Phelps Dodge Corp. offered a portfolio of geographically diverse copper mining operations from the United States to South America to a development project in Africa, although none of them matched the deposit size of Grasberg. In short, the two companies matched up well, asset-wise. "We had strong shareholder support from both companies," says Quirk. "We realized we could both grow more aggressively together than we could apart."

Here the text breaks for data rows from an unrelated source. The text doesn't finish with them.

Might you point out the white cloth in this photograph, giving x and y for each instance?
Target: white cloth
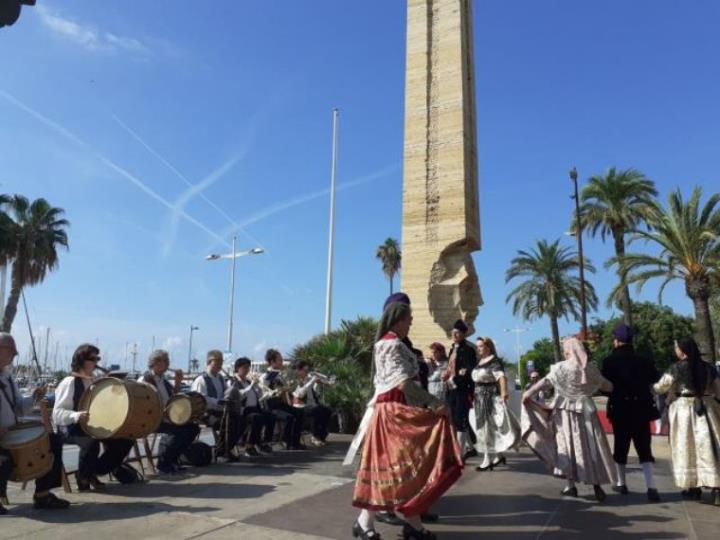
(200, 386)
(162, 390)
(22, 407)
(307, 391)
(63, 413)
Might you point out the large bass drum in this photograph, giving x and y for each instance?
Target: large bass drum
(29, 445)
(184, 409)
(120, 409)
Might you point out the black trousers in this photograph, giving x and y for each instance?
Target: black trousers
(320, 415)
(631, 428)
(293, 418)
(51, 480)
(90, 462)
(175, 440)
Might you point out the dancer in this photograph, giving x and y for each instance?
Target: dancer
(410, 457)
(569, 437)
(631, 407)
(462, 361)
(693, 388)
(496, 428)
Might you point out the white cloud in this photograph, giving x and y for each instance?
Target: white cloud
(89, 37)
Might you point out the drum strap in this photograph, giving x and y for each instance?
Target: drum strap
(12, 402)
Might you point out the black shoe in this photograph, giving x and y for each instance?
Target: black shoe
(429, 517)
(410, 533)
(251, 452)
(390, 518)
(49, 502)
(370, 534)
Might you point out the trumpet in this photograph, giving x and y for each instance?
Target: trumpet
(327, 379)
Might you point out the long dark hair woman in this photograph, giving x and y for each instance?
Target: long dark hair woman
(693, 389)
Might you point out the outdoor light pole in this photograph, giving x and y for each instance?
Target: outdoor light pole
(192, 329)
(578, 234)
(234, 255)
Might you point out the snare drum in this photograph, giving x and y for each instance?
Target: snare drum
(120, 409)
(184, 409)
(29, 446)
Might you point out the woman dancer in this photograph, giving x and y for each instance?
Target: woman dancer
(410, 456)
(694, 415)
(496, 428)
(569, 436)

Matching up well and then actually merging are two different things, however. FCX initially had hoped to fund the deal with 50 percent cash and the remainder with equity, but Phelps Dodge held firm to a 70 percent cash transaction. To pull off the feat, FCX had to finance $18.5 billion--not a walk in the park it turned out. To raise this level of financing required for a non-investment grade issuer, FCX and its underwriters JPMorgan Chase and Merrill Lynch tapped multiple segments in the capital markets. The commercial bank market was targeted for five-year, $1.5 billion revolvers and a $2.5 billion Term Loan A facility. The institutional market provided the 7-year Term Loan B. A $6 billion bridge loan commitment for the balance came from the proceeds of a three-tranche, high-yield senior notes offering in the public debt market. "This was a lot of leverage put on the company, and right after the deal closed we went to the market with an equity offering to de-risk the transaction," Quirk notes. "The offering was very well received and it took a lot of pressure and leverage off very quickly. Through the remainder of the year we used cash flows to pay off the rest of the debt." Could FCX pull off the same thing today? Says Quirk succinctly: "No way."